I started woodworking about seventy years ago in my father’s little shop. He was sort of a jack-of-all trades
and we worked on lots of different projects, mostly with hand tools. I came to really appreciate clean, sharp
hand (and later machine) tools, because my father insisted that I use only hand tools until I was around
eleven years old. We built a few wooden rowboats, and the only machine used was an ancient cast-iron tablesaw with which father ripped the clear air-dried white pine planking. We filed and honed plane irons and chisels. We filed and set the teeth of our rip and crosscut saws. We split white oak logs and shaped stem and ribs with a drawshave and cabinet scraper. We drilled small holes with an eggbeater drill and larger ones with a bit brace. We surfaced and jointed boards with hand planes. My father joined the Navy right after Pearl Harbor, and became one of the first Seabees who went to the Pacific to Guadalcanel to rebuild Henderson Field. He was a carpenters mate. When he came home after the war, he became the woodworking teacher at the grade school in town. Then we started to expand our shop at home, and I got to use machines. When I started building more complicated projects, and ran into bigger problems with joinery and finishing, he would watch from across the bench and remind me that our creed was the Seabee moto “The difficult we do immediately; the impossible takes a little longer”. After High School, I enrolled in the Industrial Arts program at Fitchburg State College in Massachusetts, and became a woodworking teacher.
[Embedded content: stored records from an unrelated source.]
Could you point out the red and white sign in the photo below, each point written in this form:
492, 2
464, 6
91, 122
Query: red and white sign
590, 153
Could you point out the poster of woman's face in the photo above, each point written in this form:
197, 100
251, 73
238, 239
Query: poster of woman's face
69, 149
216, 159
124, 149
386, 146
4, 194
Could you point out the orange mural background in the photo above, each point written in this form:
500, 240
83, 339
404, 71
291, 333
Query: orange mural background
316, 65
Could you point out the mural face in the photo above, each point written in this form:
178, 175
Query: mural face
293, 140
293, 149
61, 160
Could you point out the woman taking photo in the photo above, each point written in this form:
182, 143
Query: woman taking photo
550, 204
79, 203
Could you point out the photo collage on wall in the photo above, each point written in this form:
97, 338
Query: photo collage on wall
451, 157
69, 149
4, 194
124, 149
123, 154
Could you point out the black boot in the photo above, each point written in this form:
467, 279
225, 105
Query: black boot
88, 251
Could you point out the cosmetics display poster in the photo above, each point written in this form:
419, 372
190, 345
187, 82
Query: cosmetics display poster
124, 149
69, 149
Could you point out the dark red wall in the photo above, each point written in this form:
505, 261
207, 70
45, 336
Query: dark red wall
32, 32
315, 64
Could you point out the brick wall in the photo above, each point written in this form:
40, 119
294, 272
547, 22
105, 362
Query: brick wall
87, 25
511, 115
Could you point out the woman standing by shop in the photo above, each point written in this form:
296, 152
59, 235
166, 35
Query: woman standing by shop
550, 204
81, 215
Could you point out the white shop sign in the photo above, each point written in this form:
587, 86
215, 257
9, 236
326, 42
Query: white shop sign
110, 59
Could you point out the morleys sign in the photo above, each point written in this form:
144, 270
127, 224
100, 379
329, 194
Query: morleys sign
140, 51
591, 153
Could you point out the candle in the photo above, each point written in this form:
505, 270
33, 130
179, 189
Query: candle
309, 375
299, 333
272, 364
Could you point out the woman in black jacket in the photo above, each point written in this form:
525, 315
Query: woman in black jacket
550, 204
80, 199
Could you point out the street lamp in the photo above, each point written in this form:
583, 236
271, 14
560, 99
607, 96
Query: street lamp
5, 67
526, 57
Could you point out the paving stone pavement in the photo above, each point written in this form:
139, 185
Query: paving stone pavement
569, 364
I had the good fortune of spending four years with Walt Harrod, Woodworking Guru at Fitchburg State. I now work out of my own shop which occupies the second floor of our barn in Barnstead, New Hampshire. I do all sorts of woodworking, and use all sorts of machinery, but still use the same hand tools which I started using all those years ago and really enjoy the quiet, familiar feel, sound, and smell of dustless shavings coming off the boards. Thought you might be interested in “the way we were”.